Bug Reporter:  Thank you for reporting this issue and we are sorry that 
we may not be able to fix it before Fedora 17 is end of life. If you 
would still like  to see this bug fixed and are able to reproduce it 
against a later version  of Fedora, you are encouraged  change the 
'version' to a later Fedora version prior to Fedora 17's end of life.

Although we aim to fix as many bugs as possible during every release's 
lifetime, sometimes those efforts are overtaken by events. Often a 
more recent Fedora release includes newer upstream software that fixes 
bugs or makes them obsolete.

Comment 12 Fedora End Of Life 2013-07-31 23:59:37 UTC
Fedora 17 changed to end-of-life (EOL) status on 2013-07-30. Fedora 17 is 
no longer maintained, which means that it will not receive any further 
security or bug fix updates.
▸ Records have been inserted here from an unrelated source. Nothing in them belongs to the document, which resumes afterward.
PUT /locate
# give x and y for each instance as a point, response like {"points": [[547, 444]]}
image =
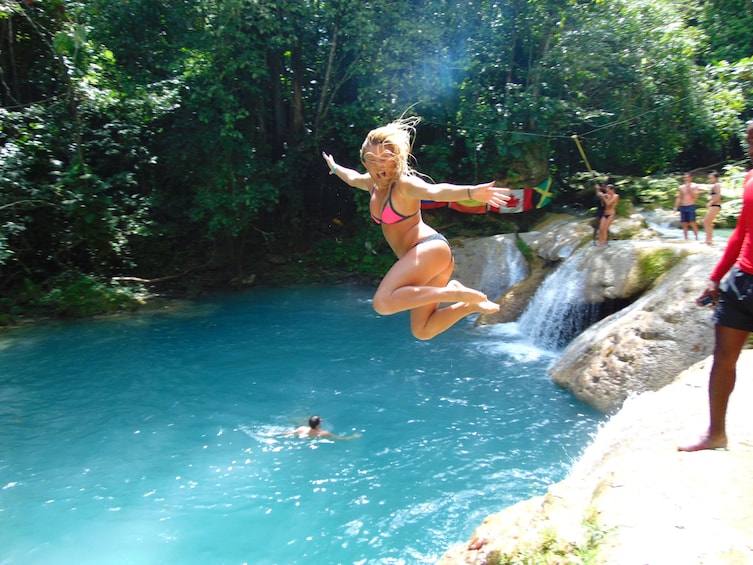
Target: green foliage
{"points": [[552, 550], [129, 128], [68, 296], [365, 255], [653, 263]]}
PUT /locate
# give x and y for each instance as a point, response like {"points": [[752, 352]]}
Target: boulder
{"points": [[489, 264], [632, 498], [644, 346]]}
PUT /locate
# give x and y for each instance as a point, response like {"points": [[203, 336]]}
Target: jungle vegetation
{"points": [[178, 142]]}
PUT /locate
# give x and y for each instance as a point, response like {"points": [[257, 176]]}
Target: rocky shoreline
{"points": [[647, 502]]}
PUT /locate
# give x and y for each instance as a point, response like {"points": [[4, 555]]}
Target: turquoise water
{"points": [[152, 438]]}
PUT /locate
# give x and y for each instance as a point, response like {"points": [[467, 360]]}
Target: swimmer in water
{"points": [[314, 429]]}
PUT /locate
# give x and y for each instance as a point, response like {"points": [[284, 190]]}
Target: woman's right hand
{"points": [[711, 291], [330, 162]]}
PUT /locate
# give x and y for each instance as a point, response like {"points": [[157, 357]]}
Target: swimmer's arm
{"points": [[352, 177], [418, 188], [330, 435]]}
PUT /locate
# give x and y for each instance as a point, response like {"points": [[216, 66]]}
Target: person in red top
{"points": [[734, 314]]}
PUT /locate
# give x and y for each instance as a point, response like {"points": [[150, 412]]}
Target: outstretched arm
{"points": [[349, 176], [447, 192]]}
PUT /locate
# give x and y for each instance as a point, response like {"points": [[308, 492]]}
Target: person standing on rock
{"points": [[610, 199], [734, 314], [685, 203]]}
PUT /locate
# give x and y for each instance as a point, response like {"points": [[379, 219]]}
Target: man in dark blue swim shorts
{"points": [[685, 203]]}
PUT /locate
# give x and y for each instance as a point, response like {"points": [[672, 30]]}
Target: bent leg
{"points": [[729, 343], [419, 282], [429, 321], [414, 281]]}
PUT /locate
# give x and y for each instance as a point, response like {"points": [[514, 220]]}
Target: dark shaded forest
{"points": [[178, 143]]}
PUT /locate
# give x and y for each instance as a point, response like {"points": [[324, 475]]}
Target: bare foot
{"points": [[464, 294], [706, 442]]}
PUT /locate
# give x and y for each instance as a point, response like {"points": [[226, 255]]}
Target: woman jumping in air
{"points": [[420, 280]]}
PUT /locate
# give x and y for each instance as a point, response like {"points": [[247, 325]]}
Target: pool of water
{"points": [[154, 438]]}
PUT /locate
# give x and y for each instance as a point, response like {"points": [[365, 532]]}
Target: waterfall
{"points": [[502, 269], [559, 310]]}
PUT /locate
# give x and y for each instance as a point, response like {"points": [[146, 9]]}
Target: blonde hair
{"points": [[396, 136]]}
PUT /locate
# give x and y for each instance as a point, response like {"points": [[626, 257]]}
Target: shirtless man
{"points": [[733, 318], [685, 203], [314, 429]]}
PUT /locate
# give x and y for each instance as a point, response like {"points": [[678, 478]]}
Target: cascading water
{"points": [[559, 310], [504, 269]]}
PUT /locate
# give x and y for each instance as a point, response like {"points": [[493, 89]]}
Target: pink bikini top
{"points": [[389, 214]]}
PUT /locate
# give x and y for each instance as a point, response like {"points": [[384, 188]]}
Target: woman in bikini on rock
{"points": [[610, 198], [420, 279]]}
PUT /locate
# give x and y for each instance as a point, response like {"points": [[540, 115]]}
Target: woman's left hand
{"points": [[493, 195]]}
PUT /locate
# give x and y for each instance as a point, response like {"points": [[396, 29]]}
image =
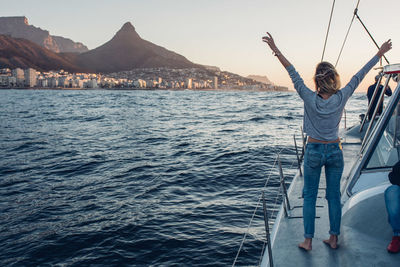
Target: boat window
{"points": [[387, 151]]}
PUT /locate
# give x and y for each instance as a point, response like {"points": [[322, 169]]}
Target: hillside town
{"points": [[145, 78]]}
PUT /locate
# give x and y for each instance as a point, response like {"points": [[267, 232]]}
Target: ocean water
{"points": [[142, 178]]}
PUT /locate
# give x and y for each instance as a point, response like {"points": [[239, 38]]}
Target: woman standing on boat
{"points": [[322, 114]]}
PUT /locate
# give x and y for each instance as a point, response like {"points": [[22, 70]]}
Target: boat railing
{"points": [[280, 198]]}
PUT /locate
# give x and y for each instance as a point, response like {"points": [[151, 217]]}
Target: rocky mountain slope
{"points": [[22, 53], [19, 27], [126, 51]]}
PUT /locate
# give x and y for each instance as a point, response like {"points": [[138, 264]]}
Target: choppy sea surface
{"points": [[142, 178]]}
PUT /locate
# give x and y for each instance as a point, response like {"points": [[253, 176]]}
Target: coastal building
{"points": [[215, 82], [52, 82], [189, 83], [19, 76], [30, 77], [62, 81]]}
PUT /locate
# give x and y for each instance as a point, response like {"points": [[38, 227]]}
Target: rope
{"points": [[327, 31], [355, 13], [256, 208], [347, 34]]}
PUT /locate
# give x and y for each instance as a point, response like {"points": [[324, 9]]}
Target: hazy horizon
{"points": [[227, 34]]}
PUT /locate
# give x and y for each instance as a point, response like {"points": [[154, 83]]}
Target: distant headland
{"points": [[126, 60]]}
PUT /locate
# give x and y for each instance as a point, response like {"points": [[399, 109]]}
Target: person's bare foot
{"points": [[306, 245], [332, 241]]}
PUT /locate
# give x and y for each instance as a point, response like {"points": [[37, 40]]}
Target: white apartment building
{"points": [[30, 77], [19, 75]]}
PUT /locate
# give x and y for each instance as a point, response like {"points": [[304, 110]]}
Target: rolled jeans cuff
{"points": [[334, 233]]}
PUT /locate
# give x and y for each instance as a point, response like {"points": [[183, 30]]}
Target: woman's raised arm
{"points": [[270, 41]]}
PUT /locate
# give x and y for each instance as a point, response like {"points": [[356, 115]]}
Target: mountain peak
{"points": [[128, 27], [127, 32]]}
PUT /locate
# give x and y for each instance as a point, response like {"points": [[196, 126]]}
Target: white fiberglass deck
{"points": [[361, 243]]}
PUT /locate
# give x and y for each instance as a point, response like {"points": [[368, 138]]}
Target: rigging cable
{"points": [[327, 31], [355, 13], [347, 34]]}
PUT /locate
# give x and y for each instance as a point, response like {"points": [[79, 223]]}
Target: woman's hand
{"points": [[270, 41], [386, 46]]}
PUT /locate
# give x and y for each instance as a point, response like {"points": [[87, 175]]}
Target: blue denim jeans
{"points": [[392, 200], [316, 156]]}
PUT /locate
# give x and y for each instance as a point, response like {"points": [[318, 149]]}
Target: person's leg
{"points": [[333, 173], [392, 200], [312, 171]]}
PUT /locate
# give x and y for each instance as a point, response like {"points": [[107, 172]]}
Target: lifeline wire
{"points": [[255, 210]]}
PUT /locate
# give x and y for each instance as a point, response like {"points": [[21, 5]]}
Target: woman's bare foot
{"points": [[306, 245], [332, 241]]}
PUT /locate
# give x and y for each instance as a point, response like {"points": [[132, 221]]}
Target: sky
{"points": [[227, 33]]}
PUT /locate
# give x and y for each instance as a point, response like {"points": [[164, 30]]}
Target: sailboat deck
{"points": [[360, 243]]}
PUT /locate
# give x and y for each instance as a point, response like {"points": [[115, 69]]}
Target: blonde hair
{"points": [[326, 78]]}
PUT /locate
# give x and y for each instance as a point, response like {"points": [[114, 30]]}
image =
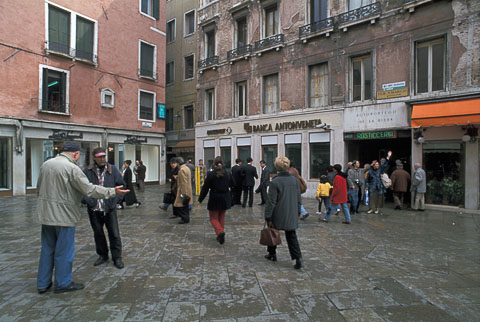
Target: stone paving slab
{"points": [[396, 266]]}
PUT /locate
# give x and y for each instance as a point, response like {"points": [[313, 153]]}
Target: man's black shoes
{"points": [[100, 261], [70, 288]]}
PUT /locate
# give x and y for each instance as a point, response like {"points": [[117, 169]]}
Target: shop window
{"points": [[270, 94], [189, 23], [54, 89], [226, 154], [148, 53], [241, 98], [5, 164], [188, 117], [362, 78], [209, 113], [170, 73], [150, 8], [188, 66], [146, 102], [444, 164], [171, 31], [430, 66], [318, 78]]}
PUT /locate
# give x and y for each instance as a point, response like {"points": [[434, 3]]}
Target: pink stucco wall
{"points": [[23, 26]]}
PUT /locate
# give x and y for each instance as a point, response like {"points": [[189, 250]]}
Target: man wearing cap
{"points": [[102, 212], [400, 181], [60, 188]]}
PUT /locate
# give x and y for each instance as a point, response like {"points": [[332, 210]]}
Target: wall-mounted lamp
{"points": [[471, 133], [418, 135]]}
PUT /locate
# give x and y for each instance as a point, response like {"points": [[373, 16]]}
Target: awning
{"points": [[184, 146], [460, 112]]}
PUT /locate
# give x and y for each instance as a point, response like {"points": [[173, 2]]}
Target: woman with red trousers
{"points": [[218, 182]]}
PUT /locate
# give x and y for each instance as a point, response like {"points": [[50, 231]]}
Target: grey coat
{"points": [[419, 181], [283, 204]]}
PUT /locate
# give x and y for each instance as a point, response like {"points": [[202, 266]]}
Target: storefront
{"points": [[25, 145], [311, 141], [445, 135]]}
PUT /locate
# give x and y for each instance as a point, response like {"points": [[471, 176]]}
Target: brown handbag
{"points": [[270, 236]]}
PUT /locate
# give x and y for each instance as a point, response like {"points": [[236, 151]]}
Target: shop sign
{"points": [[375, 135], [281, 126], [393, 93]]}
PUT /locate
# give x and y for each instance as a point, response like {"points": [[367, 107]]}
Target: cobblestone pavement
{"points": [[396, 266]]}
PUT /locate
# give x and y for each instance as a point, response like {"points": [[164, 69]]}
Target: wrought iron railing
{"points": [[316, 27], [360, 13], [240, 51], [269, 42], [208, 62]]}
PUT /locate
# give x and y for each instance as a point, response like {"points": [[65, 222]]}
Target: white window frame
{"points": [[103, 93], [67, 89], [153, 107], [140, 41], [174, 30], [185, 34], [185, 67], [173, 80], [73, 31]]}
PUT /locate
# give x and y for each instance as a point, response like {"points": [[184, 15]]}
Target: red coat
{"points": [[339, 193]]}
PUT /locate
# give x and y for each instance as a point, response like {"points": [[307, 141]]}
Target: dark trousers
{"points": [[98, 219], [293, 246], [182, 212], [247, 193]]}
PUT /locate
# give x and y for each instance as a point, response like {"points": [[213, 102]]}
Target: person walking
{"points": [[237, 177], [101, 212], [130, 198], [419, 187], [60, 188], [264, 182], [283, 208], [183, 193], [375, 188], [400, 181], [339, 195], [249, 174], [218, 183]]}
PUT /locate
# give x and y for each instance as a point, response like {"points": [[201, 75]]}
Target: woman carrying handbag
{"points": [[283, 208]]}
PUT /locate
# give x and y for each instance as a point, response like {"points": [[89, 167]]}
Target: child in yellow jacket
{"points": [[323, 194]]}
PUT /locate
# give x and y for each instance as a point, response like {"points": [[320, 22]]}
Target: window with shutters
{"points": [[146, 104], [270, 94], [148, 58], [318, 89], [189, 70], [150, 8], [53, 90]]}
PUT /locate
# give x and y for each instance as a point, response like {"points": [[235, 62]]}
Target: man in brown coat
{"points": [[400, 181]]}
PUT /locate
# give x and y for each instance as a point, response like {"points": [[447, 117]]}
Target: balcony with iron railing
{"points": [[270, 43], [363, 14], [240, 52], [209, 62], [322, 27]]}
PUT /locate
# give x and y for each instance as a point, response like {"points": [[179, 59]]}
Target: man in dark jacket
{"points": [[237, 177], [264, 182], [102, 212], [249, 174]]}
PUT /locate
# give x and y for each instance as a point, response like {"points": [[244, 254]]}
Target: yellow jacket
{"points": [[323, 190]]}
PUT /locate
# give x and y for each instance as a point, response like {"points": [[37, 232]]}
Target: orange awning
{"points": [[446, 113]]}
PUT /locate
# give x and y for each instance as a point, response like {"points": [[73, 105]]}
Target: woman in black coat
{"points": [[218, 182]]}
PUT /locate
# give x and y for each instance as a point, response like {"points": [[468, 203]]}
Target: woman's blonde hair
{"points": [[282, 164]]}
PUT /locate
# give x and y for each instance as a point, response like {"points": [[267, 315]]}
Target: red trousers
{"points": [[217, 219]]}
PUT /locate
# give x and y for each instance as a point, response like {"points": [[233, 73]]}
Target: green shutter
{"points": [[156, 9]]}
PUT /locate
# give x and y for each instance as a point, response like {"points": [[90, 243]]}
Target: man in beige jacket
{"points": [[60, 188]]}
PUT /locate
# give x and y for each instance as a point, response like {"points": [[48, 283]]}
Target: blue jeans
{"points": [[58, 251], [334, 206]]}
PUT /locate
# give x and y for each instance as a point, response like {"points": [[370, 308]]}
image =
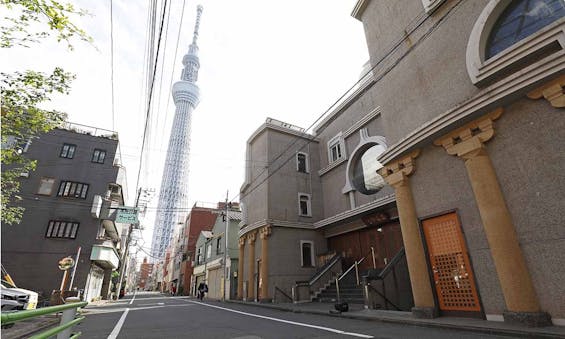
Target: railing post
{"points": [[357, 272], [337, 290], [68, 315]]}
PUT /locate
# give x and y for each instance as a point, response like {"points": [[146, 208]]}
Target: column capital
{"points": [[468, 141], [265, 232], [396, 172], [251, 237], [552, 92]]}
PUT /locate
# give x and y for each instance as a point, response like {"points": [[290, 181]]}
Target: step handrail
{"points": [[397, 257], [68, 319], [384, 297], [329, 265]]}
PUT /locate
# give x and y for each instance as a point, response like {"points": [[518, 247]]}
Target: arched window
{"points": [[521, 19], [511, 35]]}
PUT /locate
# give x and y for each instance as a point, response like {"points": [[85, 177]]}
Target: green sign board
{"points": [[127, 215]]}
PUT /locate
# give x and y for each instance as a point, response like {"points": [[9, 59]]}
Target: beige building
{"points": [[449, 150]]}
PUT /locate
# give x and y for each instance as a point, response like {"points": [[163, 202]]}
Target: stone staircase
{"points": [[349, 291]]}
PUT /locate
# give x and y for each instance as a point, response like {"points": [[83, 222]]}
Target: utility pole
{"points": [[124, 259], [226, 273]]}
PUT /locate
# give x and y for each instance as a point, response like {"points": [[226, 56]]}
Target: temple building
{"points": [[436, 185]]}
As a result we are closing this bug.

If you can reproduce this bug against a currently maintained version of 
Fedora please feel free to reopen this bug against that version.

Thank you for reporting this bug and we are sorry it could not be fixed.

Comment 13 william.garber 2013-12-11 21:54:14 UTC
This bug still exists in fedora 19.
There is also a bug

nouveau lockup

https://bugzilla.redhat.com/show_bug.cgi?id=918732

that may be related.
This related bug appears to have something to do
with ACPI.
one recommended fix is to set acpi=force in kernel boot args.

Comment 14 william.garber 2013-12-11 22:37:25 UTC
Created attachment 835511 [details]
debugging logs

Comment 15 william.garber 2013-12-11 22:40:19 UTC
Created attachment 835512 [details]
debugging logs

debug rd.debug rd.break=shutdown kernel options
reboot -f -d -n --no-wall
files generated by
/run/initr4amfs/sosreport.txt
journalctl > journalctl.log 2>&1

Comment 16 william.garber 2013-12-11 22:53:22 UTC
could have something to do with root partition using LVM.
could have something to do with fsck on next boot.

Comment 17 william.garber 2013-12-12 00:58:07 UTC
I hope a workaround was to edit /etc/default/grub

GRUB_CMDLINE_LINUX="rd.lvm.lv=fedora/swap rd.md=0 rd.dm=0 vconsole.keymap=us $([ -x /usr/sbin/rhcra\
shkernel-param ] && /usr/sbin/rhcrashkernel-param || :) rd.luks=0 vconsole.font=latarcyrheb-sun16 r\
d.lvm.lv=fedora/root quiet acpi=force apm=power_off reboot=pci"

to add 
acpi=force apm=power_off reboot=pci

Not sure what these do.

Comment 18 william.garber 2013-12-12 02:21:42 UTC
try the options below in order:

http://www.novell.com/support/kb/doc.php?id=7009779
===========================

Situation
During a shutdown or reboot the system will shutdown appropriately but at the point where it shou\
ld power off or begin the reboot it will hang.  The power must be manually turned off or cycled t\
o boot the system back up.
Resolution
The kernel has a "reboot" parameter that will generally fix the problem.  Each of the options can\
 be tested on bootup of the system by adding the parameter to the "Boot Options" in the GRUB menu\
.  Here is a list of all the options:

warm =  Don’t set the cold reboot flag
cold = Set the cold reboot flag
bios = Reboot by jumping through the BIOS (only for X86_32)
smp = Reboot by executing reset on BSP or other CPU (only for X86_32)
triple = Force a triple fault (init)
kbd = Use the keyboard controller. cold reset (this is the default)
acpi = Use the RESET_REG in the FADT
efi = Use efi reset_system runtime service
pci = Use the so-called “PCI reset register”, CF9
force = Avoid anything that could hang.

Most of the time the problem can be fixed by using one of the following two parameters:

reboot=bios
reboot=acpi

Try these first then move on to the others if needed.